Any serious issues thrown up by a survey are likely to make you think twice about buying, but it’s better to find out about these problems now when you can do something about them, rather than after you’ve moved in.

The most common problems that surveys uncover that might need further investigation are:

  • Damp and structural timber issues
  • Electrical installation or wiring issues
  • Problems with the roof
  • Central heating system
  • Japanese knotweed
  • Subsidence
  • Rotting window frames

If your survey comes back with suspected or confirmed cases of any of the above, it is worth asking your surveyor for more details. They will be able to tell you what the report has flagged, how severe the issue is and recommend what you should do next. This could involve talking to a builder, an electrician or a specialist to provide you with more detailed information about the problem and what needs to be done to resolve it.

Where can I find a surveyor?

When looking for a surveyor, the Residential Property Surveyors Association (RPSA) or Royal Institution of Chartered Surveyors (RICS) websites are the best places to look. Surveyors listed on these websites will be accredited surveyors who have the correct training and industry knowledge.

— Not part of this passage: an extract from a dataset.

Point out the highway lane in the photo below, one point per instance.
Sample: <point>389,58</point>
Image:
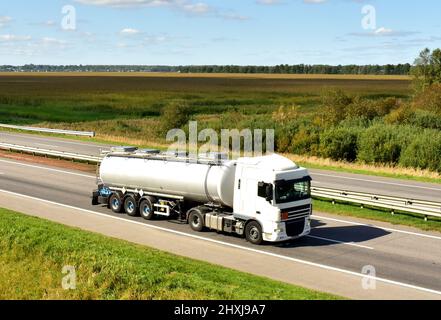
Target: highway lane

It can also be a good idea to ask family or friends for recommendations. Alternatively the estate agent you are dealing with or your solicitor may have a suggested surveyor, but bear in mind that they are likely to receive a commission which could make the survey slightly more expensive.

Final thoughts

While getting a homebuyer survey is not a mandatory step in the property buying process, it can save you money in the long term and provide you with some reassurance that you aren’t going to be left with an array of problems once you own the property.